Among more negative reviews from critics, the series received two stars from The Times, The Evening Standard and the Daily Mail, who said "there’s not a great deal to recommend this barking mad drama, which is a cross between a high-school comedy movie and a slasher flick with the killer being Orville the Duck," and described it as “more convoluted with each episode, taking viewers from one daft plot to another like a marble in a pinball machine” and “This camp horror thriller is a bit confused about its identity."

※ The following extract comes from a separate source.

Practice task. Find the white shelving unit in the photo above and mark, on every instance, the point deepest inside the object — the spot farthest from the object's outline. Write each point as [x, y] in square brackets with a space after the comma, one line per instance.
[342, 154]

 Brown hit back at the negative reviews, stating on his Twitter, "Nearly all of the “critics” only watched the first episode and have no idea what the show is about."

The second season received positive reviews, with Alastair James of Attitude declaring it "bigger, badder, bloodier, and funnier than before", praising the increased stakes and scope of the series and the greater emphasis on the slasher and thriller elements alongside the comedy. He lauded Brown's writing and the continued depiction of queer characters whose identity is not the sole focus of their storyline, and highlighted the performances of the main cast, particularly Kennedy, Graham, and Ocego, as well as new cast members Walsh and Buttery. James summarised that "overall Wreck series two is a step up from series one, which was pretty good to begin with. Brown has stated in the past he had a three-series plan for Wreck from the out-set. After a gripping second series that seems to perfectly cue up a third, we certainly feel like we need another to bring this story to a truly satisfying conclusion".